Thursday, 20 March 2008

Do, do, do!


Tricia from bits & bobbins wrote about the Dos and the Don'ts of style. I posted a comment on her blog but figured that since the topic is very hairy indeed, I would write about it in detail. So here it goes:

We all know the usual suspects: Don't wear black and navy together. Match your bag with your shoes. Make sure to balance off a voluminous top with a skinny bottom. The list is endless. Then there are the ones based on current trends: Only wear wide-legged jeans this summer. Flowers and stars are the thing for this season, leave other patterns unless you want to look unfashionable. Tricia asked who these types of rules are for. Who needs them? Why are people afraid of sporting an individual style?
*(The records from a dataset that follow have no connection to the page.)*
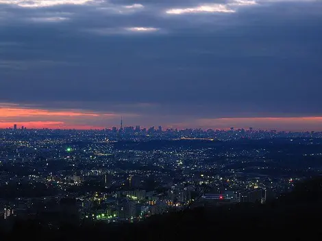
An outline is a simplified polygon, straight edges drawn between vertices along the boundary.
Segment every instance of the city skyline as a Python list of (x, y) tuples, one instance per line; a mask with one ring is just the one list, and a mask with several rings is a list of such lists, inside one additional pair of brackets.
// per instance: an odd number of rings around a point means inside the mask
[(322, 130), (321, 1), (0, 8), (0, 128)]

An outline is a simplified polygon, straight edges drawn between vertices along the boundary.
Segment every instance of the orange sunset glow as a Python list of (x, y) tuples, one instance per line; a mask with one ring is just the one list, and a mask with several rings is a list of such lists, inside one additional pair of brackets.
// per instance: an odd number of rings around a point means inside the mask
[[(28, 128), (50, 129), (103, 129), (111, 128), (112, 123), (119, 123), (121, 115), (85, 111), (82, 110), (45, 110), (22, 108), (17, 106), (3, 106), (0, 108), (0, 128), (12, 128), (16, 124)], [(129, 118), (130, 119), (130, 118)], [(136, 123), (127, 119), (128, 125)], [(146, 127), (162, 125), (164, 127), (203, 129), (248, 128), (276, 129), (285, 130), (321, 130), (322, 117), (232, 117), (196, 119), (190, 122), (169, 123), (145, 123)]]

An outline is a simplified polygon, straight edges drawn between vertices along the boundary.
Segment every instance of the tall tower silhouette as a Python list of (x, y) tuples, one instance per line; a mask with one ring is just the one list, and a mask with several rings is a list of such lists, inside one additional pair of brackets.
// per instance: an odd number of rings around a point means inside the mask
[(120, 127), (120, 130), (119, 130), (119, 132), (118, 132), (118, 139), (119, 141), (122, 140), (122, 137), (123, 137), (123, 118), (122, 117), (121, 117), (121, 127)]

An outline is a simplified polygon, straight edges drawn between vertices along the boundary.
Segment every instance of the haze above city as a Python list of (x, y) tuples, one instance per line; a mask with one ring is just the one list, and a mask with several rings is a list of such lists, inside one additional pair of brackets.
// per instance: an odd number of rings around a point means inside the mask
[(0, 128), (322, 130), (322, 1), (0, 0)]

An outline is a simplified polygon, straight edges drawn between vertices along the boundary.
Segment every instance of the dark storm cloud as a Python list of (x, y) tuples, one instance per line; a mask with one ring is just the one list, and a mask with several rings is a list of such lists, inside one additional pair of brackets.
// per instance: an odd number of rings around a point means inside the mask
[(166, 13), (200, 4), (3, 4), (0, 100), (156, 118), (322, 114), (321, 1)]

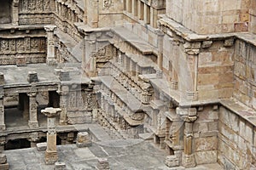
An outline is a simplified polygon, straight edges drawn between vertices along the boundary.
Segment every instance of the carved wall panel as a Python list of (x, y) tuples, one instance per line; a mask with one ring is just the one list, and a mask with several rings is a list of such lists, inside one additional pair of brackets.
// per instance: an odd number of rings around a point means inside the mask
[(44, 63), (46, 58), (45, 37), (1, 38), (0, 65), (15, 65), (18, 55), (26, 63)]
[(23, 12), (49, 11), (49, 0), (20, 0), (20, 10)]

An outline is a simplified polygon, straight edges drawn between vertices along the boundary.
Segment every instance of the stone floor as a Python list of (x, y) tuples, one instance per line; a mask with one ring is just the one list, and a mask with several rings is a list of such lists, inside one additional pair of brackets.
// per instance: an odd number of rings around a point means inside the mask
[[(93, 143), (89, 148), (77, 148), (75, 144), (57, 146), (59, 161), (64, 162), (67, 169), (96, 169), (97, 158), (108, 158), (110, 168), (114, 170), (139, 169), (172, 169), (183, 170), (184, 167), (169, 168), (163, 160), (166, 153), (159, 150), (150, 141), (143, 139), (119, 139)], [(13, 170), (49, 170), (54, 166), (44, 162), (44, 151), (36, 148), (5, 150), (9, 169)], [(218, 164), (199, 166), (191, 170), (222, 169)]]

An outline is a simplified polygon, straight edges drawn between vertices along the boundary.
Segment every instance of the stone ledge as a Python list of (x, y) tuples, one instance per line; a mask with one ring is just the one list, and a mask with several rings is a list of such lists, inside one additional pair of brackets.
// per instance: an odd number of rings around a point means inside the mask
[(235, 99), (222, 99), (220, 104), (256, 127), (256, 110), (247, 107)]
[[(232, 32), (232, 33), (220, 33), (220, 34), (196, 34), (189, 30), (181, 24), (168, 18), (165, 14), (160, 14), (160, 25), (168, 27), (172, 31), (176, 32), (177, 36), (182, 37), (189, 42), (200, 42), (209, 40), (219, 40), (229, 38), (239, 38), (248, 43), (256, 46), (256, 35), (249, 32)], [(168, 34), (168, 33), (167, 33)]]

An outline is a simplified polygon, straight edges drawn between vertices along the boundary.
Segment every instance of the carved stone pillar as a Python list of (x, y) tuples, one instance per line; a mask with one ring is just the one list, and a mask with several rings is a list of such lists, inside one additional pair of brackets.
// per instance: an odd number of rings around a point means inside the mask
[(60, 108), (61, 109), (61, 111), (60, 113), (60, 125), (67, 125), (67, 105), (68, 92), (68, 86), (62, 86), (61, 91), (58, 92), (58, 94), (60, 94)]
[(198, 71), (198, 55), (200, 54), (201, 42), (185, 42), (183, 44), (186, 54), (186, 63), (188, 65), (188, 75), (187, 77), (187, 91), (186, 99), (187, 100), (197, 100), (198, 91), (197, 91), (197, 71)]
[(5, 130), (4, 105), (3, 105), (3, 87), (0, 87), (0, 130)]
[(30, 134), (30, 139), (28, 139), (30, 141), (30, 145), (32, 148), (37, 147), (37, 142), (38, 141), (38, 133), (33, 132)]
[(87, 7), (87, 24), (92, 28), (98, 27), (99, 21), (99, 10), (97, 9), (99, 6), (98, 0), (86, 0)]
[(25, 94), (22, 98), (23, 99), (23, 118), (29, 118), (29, 98)]
[(37, 92), (33, 91), (27, 94), (29, 96), (29, 121), (28, 126), (30, 128), (36, 128), (38, 127), (38, 104), (37, 104)]
[(45, 26), (44, 30), (47, 33), (47, 65), (55, 65), (56, 60), (55, 56), (55, 40), (54, 31), (56, 30), (55, 26)]
[(47, 149), (45, 152), (45, 164), (54, 164), (58, 161), (57, 146), (56, 146), (56, 129), (55, 116), (60, 114), (60, 108), (48, 107), (42, 110), (41, 112), (47, 116)]
[(131, 0), (126, 0), (126, 9), (128, 13), (131, 13)]
[(157, 54), (157, 65), (160, 70), (163, 69), (163, 42), (165, 34), (160, 30), (156, 31), (157, 34), (157, 47), (158, 47), (158, 54)]
[(173, 90), (177, 90), (178, 86), (177, 86), (177, 81), (178, 81), (178, 77), (177, 77), (177, 65), (178, 65), (178, 62), (177, 62), (177, 57), (179, 56), (179, 42), (177, 40), (173, 40), (172, 42), (172, 44), (173, 46), (173, 60), (172, 60), (172, 75), (171, 75), (171, 89)]
[(5, 130), (4, 123), (4, 105), (3, 105), (3, 84), (4, 84), (4, 76), (0, 73), (0, 130)]
[(195, 108), (176, 109), (178, 115), (185, 122), (183, 144), (184, 150), (182, 156), (182, 165), (185, 167), (195, 167), (195, 156), (192, 152), (193, 123), (197, 119)]
[(19, 25), (19, 0), (14, 0), (12, 4), (12, 24)]

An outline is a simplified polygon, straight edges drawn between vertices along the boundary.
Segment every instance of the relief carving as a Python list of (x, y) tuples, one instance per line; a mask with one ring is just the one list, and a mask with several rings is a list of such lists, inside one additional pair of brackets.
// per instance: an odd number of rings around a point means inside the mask
[(16, 42), (17, 51), (24, 51), (24, 42), (22, 39), (18, 39)]
[(8, 40), (2, 40), (1, 41), (1, 50), (2, 51), (8, 51), (9, 49), (9, 41)]
[(38, 0), (37, 6), (38, 10), (43, 10), (43, 0)]
[(11, 51), (16, 51), (16, 42), (15, 39), (9, 41), (9, 48)]
[(103, 7), (105, 8), (109, 8), (111, 7), (111, 4), (112, 4), (112, 1), (111, 0), (104, 0), (103, 1)]
[(49, 9), (49, 0), (44, 0), (44, 10)]
[(28, 10), (30, 11), (34, 11), (37, 9), (37, 4), (35, 3), (35, 1), (31, 0), (30, 3), (28, 3)]

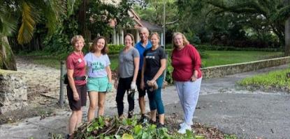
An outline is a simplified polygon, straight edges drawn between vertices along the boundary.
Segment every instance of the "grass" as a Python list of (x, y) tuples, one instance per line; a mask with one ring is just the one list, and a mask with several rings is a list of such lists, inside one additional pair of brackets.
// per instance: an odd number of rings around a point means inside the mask
[(288, 68), (258, 74), (245, 78), (238, 82), (238, 84), (252, 90), (261, 89), (266, 91), (274, 90), (290, 92), (290, 78), (287, 76), (287, 74), (289, 72), (290, 68)]
[(205, 58), (202, 59), (203, 67), (233, 64), (281, 57), (282, 52), (205, 51)]
[[(203, 67), (259, 60), (282, 56), (282, 52), (271, 51), (205, 51), (204, 53), (205, 56), (202, 58)], [(59, 69), (59, 57), (47, 55), (45, 56), (44, 54), (38, 52), (36, 54), (29, 54), (27, 56), (33, 58), (34, 63)], [(118, 55), (109, 55), (109, 57), (111, 62), (111, 69), (115, 70), (117, 66)], [(170, 57), (169, 56), (168, 58)], [(169, 65), (170, 67), (171, 65)]]

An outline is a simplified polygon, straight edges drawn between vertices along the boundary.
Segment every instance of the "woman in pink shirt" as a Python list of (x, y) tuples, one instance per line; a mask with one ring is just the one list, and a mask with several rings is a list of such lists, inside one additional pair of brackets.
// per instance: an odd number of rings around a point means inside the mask
[(173, 38), (174, 49), (171, 64), (174, 70), (172, 76), (184, 115), (178, 133), (185, 133), (186, 130), (191, 131), (198, 99), (202, 79), (201, 60), (198, 51), (182, 33), (175, 33)]
[(87, 81), (85, 80), (86, 63), (82, 51), (85, 40), (82, 35), (75, 35), (71, 40), (73, 51), (66, 59), (66, 70), (68, 84), (66, 86), (68, 104), (73, 113), (69, 118), (69, 134), (67, 138), (72, 138), (77, 126), (82, 121), (82, 107), (87, 102)]

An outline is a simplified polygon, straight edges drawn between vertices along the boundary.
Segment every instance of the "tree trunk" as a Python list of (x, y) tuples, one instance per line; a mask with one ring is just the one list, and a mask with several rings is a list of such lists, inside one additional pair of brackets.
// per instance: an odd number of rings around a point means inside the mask
[(7, 36), (0, 37), (0, 69), (17, 70), (13, 52)]
[(290, 17), (285, 22), (285, 56), (290, 56)]

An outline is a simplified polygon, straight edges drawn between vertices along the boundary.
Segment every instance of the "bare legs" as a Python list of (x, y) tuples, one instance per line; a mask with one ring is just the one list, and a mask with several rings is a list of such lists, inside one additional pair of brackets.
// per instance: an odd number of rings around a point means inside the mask
[(98, 117), (104, 114), (106, 93), (91, 91), (89, 92), (89, 107), (87, 113), (87, 121), (89, 122), (94, 118), (94, 113), (98, 104)]

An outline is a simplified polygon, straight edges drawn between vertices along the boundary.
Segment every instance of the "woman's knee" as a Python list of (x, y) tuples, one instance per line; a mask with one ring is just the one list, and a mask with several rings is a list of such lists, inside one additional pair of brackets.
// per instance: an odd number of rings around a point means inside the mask
[(94, 111), (96, 108), (96, 102), (89, 102), (89, 109), (92, 111)]
[(105, 106), (105, 101), (99, 101), (98, 106), (99, 108), (103, 108), (103, 107)]

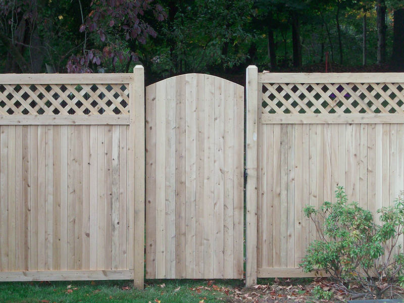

At first I thought that it is just about people being scared. No one wants to look stupid, and if you have someone telling you that you will be looking stupid in x, you will probably want to wear y. Women have to deal with a lot of mostly media-related pressure when it comes to the way they look and the way they are. If you are not rich, skinny, intelligent, talented and whatever else, you are not worth much. Of course you get fearful. To combat the fear, you better be what is being expected of you. After giving this theory more thought, I figured that the whole thing runs way deeper than that. It is a 1984-type of scenario.

The capitalist system is based on profit. If the system makes enough profit, it will be able to maintain itself. In order to make profit, one has to keep the costs down and make sure that people spend money. How do you make people spend money? Well, you do that by making people think that their self-worth depends on it. When it comes to fashion and style, the key is to spend money because you can. L'Oreal says it best: buy our shampoo because you're worth it. Don't buy it because of us, buy it because of you. So far, it's brain washing. But I have a feeling it is even worse.

What if there is a superduper global tycoon out there, who has decided that he needs to sell more cotton this year? The price of cotton is up, now would be a good time to make money. In come wide-legged jeans. Super flares. More flare, more fabric, more cotton being sold. Add a bunch of fashion magazines and other forms of media that also depend on how much people consume, and there you have it. A big conspiracy to make us buy flares simply because our worth is supposedly dependent on it!

This is scary stuff. To protest, I decided to go against the grain and mix red with green. That is probably worse than black and navy. (And for the record, I always mix black and navy!)






4 comments:

Ranna said...

Fortunaly there's no such tycoon, who could define what is and isn't stylish or fashionable.
To sell things, you need to win over the masses and that truly isn't an easy task no matter how much money you spend on advertising.

Great post, by the way.
I always mix navy and black as well. Oh, and I love to combine red and purple even though I've read that's the last thing you shoud do. Not to mention mixing black with brown.

Those petty little "style rules" are horrible. Fashion designers don't obey them and neither should anyone else. I guess they are ment for people, who like to look stylish but don't want to stand out or put that much effort into dressing themselves up.

(By the way - I'm totally enchanted by your blog. It's so nice to find stylish finns from the fashion blogosphere!)

The Waves said...

ranna, thanks for your comment! You are right, I think a lot of people are not interested in standing out, which is kind of ironic in these Western societies that talk about individuality and freedom to express yourself..!

Vasiliisa said...

I'm catching up with my blogs, hence all comments in a row...

I think some people certainly aren't interested in expressing themselves this way, via their clothes. They just aren't so inclined. For them, I think "you can wear whatever you wish, use your creativity" can be just as bad advice as offering dos and don'ts. Neither is very helpful, and both convey the idea that you must dress to impress. I certainly wish those people could just wear something that keeps them warm and live happily, expressing themselves in ways they're talented in. But that's not how things are. Instead, even people who have hidden creativity in this area are taught never to use it. Oh well!

The Waves said...

Vasiliisa: that is a good point. There are a lot of people who just aren't into all this stuff, and it must be tough for them to try and cope in an environment where the fashion police, the people you work with, whoever, sees you as a target. Wow, I have never thought how difficult it would be to figure out what types of clothes to buy if I was only concerned with being warm and comfortable..! Can't be easy trudging your way through an endless jungle of images, styles, trends and expressions which mean nothing to you!